Da kann der Kellner noch so eifrig putzen: Seine Leistung ist in einer immer produktiveren Volkswirtschaft chronisch überteuert.REUTERS
  • Drucken

Früher galt die Dienstleistungsgesellschaft als rosige Zukunftsvision. Heute bilden Pfleger, Kellner und Boten ein neues Proletariat. Wie kam es dazu? Und lässt es sich ändern?

In der Nachkriegszeit konnte man sich auf die Zukunft freuen. Noch schufteten viele in Fabriken, noch verband man Begriffe wie „Arbeitsleid“ und „Entfremdung“ mit traurigen Menschen am Fließband, die für wenig Lohn ihrer monotonen Tätigkeit nachgingen. Aber am Horizont stand schon die Dienstleistungsgesellschaft. „Die große Hoffnung des 20. Jahrhunderts“ nannte sie der französische Ökonom Jean Fourastié. Er verhieß humanere Arbeit, sichere Jobs, höhere Bildung und bessere Löhne – und die westliche Welt folgte diesem Glauben. Was daran stimmte: Auf dem Acker rackern nur mehr sehr wenige, in den Fabriken auch nicht mehr so viele. Bei sieben von zehn Jobs geht es um irgendeine Form von Dienstleistung. Aber wer heute in der Industrie arbeitet, darf sich glücklich schätzen. Das neue Proletariat ist eine Reservearmee von Pflegerinnen, Kellnern, H&M-Verkäuferinnen und Pizzaboten – lauter Servicetätigkeiten. Wie kam es dazu?

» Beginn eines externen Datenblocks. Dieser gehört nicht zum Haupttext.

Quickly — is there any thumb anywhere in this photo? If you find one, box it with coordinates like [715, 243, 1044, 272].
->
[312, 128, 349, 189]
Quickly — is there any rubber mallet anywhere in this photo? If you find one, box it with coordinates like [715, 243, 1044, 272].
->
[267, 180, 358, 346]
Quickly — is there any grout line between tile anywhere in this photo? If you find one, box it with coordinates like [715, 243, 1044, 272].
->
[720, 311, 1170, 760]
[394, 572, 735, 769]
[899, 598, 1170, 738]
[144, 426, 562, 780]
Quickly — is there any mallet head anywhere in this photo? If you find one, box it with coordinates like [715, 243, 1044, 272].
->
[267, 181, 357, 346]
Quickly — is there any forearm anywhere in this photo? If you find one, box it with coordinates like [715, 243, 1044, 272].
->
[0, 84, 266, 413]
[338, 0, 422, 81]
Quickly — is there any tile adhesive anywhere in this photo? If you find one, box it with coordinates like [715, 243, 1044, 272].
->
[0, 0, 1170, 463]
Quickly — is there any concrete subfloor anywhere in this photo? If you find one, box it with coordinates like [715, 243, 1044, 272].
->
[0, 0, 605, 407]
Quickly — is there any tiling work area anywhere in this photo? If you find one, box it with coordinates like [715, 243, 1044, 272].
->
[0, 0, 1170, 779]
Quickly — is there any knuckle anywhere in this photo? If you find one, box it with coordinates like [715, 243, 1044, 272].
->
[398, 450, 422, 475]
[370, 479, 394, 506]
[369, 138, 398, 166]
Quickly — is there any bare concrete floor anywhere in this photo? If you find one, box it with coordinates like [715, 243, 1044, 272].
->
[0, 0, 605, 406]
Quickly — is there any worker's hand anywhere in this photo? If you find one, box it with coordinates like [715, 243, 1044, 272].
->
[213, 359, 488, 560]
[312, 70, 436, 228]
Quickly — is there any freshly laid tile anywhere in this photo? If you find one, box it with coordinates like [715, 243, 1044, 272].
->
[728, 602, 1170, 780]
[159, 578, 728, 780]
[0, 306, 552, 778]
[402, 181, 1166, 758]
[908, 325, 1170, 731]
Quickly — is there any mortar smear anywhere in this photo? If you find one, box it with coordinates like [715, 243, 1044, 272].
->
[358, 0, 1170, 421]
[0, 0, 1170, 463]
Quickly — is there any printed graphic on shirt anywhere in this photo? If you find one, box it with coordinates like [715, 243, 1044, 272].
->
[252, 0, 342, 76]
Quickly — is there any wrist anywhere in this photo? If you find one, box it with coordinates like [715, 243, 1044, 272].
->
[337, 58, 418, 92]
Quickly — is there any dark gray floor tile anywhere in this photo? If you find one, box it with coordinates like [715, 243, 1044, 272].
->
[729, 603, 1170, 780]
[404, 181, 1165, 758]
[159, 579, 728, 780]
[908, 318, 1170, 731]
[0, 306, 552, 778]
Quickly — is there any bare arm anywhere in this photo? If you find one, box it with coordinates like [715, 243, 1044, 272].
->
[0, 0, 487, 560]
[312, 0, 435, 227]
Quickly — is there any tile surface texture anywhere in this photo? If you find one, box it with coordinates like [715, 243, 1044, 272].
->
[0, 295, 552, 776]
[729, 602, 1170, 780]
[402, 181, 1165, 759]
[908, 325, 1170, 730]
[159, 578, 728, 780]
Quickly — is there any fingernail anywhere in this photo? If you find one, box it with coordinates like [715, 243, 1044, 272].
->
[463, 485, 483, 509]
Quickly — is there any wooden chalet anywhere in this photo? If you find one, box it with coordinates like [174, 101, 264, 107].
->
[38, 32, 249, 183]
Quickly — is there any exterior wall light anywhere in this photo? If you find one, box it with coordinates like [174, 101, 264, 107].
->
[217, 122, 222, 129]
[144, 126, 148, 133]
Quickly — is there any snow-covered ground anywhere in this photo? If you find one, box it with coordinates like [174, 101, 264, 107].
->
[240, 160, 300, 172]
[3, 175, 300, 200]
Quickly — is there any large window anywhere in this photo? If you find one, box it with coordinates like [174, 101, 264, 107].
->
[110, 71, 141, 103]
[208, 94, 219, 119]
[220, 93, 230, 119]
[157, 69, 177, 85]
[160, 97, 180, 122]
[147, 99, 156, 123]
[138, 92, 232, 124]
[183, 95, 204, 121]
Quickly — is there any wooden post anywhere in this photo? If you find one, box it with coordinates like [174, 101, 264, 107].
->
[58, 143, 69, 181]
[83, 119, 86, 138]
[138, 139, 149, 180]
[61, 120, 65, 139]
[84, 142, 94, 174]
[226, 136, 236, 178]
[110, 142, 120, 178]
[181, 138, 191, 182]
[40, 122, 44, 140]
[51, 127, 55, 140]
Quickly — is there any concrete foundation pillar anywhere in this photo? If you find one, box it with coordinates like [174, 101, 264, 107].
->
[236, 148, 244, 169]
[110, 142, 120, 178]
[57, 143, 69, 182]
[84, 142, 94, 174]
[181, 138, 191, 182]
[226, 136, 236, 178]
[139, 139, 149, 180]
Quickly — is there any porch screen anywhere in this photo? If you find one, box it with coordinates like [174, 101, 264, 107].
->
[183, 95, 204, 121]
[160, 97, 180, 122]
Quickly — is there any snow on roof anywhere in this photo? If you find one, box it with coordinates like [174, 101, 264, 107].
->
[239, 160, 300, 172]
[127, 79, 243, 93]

In manchem lag schon Fourastié daneben. Er unterschätzte, welch wichtige Rolle die Industrie auch in hoch entwickelten Volkswirtschaften spielen kann – wenn sie etwa, wie in Deutschland und Österreich, die Schwellenländer mit präzisen Maschinen und die ganze Welt mit technologisch hochgerüsteten Autos versorgen. Das erfordert qualifizierte, gut bezahlte Ingenieure und Facharbeiter. Umgekehrt übertrieb der Forscher mit dem Bildungsanspruch an den tertiären Sektor: Straßenkehrer brauchen auch heute keinen Uni-Abschluss und bleiben arme Schlucker. Aber das Problem mit der Dienstleistung liegt tiefer. Wäre Fourastié öfter ins Konzert gegangen, dann wäre er vielleicht auf das Rätsel gestoßen, das William Baumol beschäftigte. Das berühmte Beispiel des heuer verstorbenen US-Ökonomen: An den Musikern eines Streichquartetts müsste jeder Unternehmensberater verzweifeln. Ihre Produktivität lässt sich nicht steigern. Spart man einen von ihnen ein, sind sie kein Quartett mehr, und spielen sie ihren Beethoven schneller herunter, beeinträchtigt das den Hörgenuss. Nun gilt nach der klassischen Theorie: Nur wenn eine Arbeitskraft pro Zeiteinheit mehr leistet, ist ihre Leistung auch mehr wert. Produktivität ist die einzige Quelle höherer Löhne. Dennoch verdienen Musiker weit mehr als vor hundert Jahren. Ihre Löhne stiegen ähnlich stark wie in produktiven Sektoren. Warum? Würde ihr Entgelt auf Dauer stagnieren, hätten sie schon längst den Beruf gewechselt.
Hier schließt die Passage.